PV of CFs quickly on Calculator - BAII

Hi

Been a while since I’ve used the good old BAII.

How can I solve this problem the fastest way possible on the calculator. I am looking to get PV of a series of CFs.

CF1 = $100k. Increases by 3% per year.

Discount rate 2.2%.

Time Horizon= 10years.

thanks for the help

although you could use a finance calculator, by adjusting the PMT (it is not 100,000 in this case),

N = 10 and I (even if you convert discount to interest rate, that is not the value you want to use), unless you pay very, very close attention to what you are doing, you are very likely to make a mistake in the calculation. it is far better imo to just do the summation manually, which is fairly trivial anyway.

You could use the CF worksheet to enter individual CFs, but that would be time consuming and error prone.

You could aslo use the TVM worksheet with I = (0.022 - 0.03) / 1.03 = -0.007769

You can be clever about this if you want to: you know how to get the answer if the payments continue forever (Gordon growth); a perpetuity.

So, figure out the present value of the perpetuity starting at time t = 1, figure out the present value of the perpetuity starting at time t = 11, and subtract the latter from the former.

Voilà!

To get you started, I’ll do the hard one: the PV of the perpetuity starting at time t = 1:

PV1 = 100,000 / (0.022 − 0.03) = −12,500,000

(Don’t worry about the fact that it’s negative; the final answer will be correct.)

Gordon growth assumes that the “dividends” ($100k in this case) grow at a slower pace relative to the discount rate. this is not the case for this problem.

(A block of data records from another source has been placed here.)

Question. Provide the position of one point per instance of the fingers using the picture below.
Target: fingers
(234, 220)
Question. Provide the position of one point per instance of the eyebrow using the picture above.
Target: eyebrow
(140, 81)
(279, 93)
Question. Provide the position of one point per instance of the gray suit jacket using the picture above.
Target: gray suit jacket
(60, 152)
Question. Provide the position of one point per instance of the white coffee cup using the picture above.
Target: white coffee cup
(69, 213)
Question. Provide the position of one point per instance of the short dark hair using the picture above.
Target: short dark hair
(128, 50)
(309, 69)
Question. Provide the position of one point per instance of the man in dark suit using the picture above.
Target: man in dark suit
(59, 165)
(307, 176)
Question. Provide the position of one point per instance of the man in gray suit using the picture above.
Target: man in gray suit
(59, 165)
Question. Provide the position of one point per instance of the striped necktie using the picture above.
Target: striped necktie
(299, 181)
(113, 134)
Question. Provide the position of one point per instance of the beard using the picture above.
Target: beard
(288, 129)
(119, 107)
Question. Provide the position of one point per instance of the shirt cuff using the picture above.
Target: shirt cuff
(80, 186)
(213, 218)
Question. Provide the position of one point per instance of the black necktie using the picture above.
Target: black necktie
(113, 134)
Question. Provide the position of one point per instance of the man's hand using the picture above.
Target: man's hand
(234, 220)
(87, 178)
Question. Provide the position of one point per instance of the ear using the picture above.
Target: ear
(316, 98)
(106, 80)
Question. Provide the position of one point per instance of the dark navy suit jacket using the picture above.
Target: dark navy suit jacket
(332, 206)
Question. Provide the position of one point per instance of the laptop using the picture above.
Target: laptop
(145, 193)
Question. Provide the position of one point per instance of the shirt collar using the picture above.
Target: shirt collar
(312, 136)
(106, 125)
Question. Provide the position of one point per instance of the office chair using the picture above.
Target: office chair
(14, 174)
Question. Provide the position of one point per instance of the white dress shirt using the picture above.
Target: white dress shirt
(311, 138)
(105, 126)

the payments increase faster than the interest rate, which means if you tried to evaluate a perpetuity for this problem, you would find that the PV does not reach a limiting number, and is in fact unbounded. intuitively, one would expect that, because the rate of growth (3%) is slightly higher than the rate of interest (which is actually slightly above 2.2%), you would expect that an annuity that lasts for 10 years would be worth at least 10 x 100k = 1 million (and worth strictly more), while an annuity that lasts for 100 years would be worth at least 10 million (and strictly more) (in fact, a 10 year annuity-immediate would be worth 1,010,943.82 while a 100-year annuity would be worth 14,361,145.22). by taking the limit n -> infinity in the summation, one would find, as was already argued, that the summation does not reach a finite value and instead becomes infinity.

I’m aware of all of that.

Now . . . use the Gordon growth formula as I suggested and marvel at the sight of the correct answer; it works.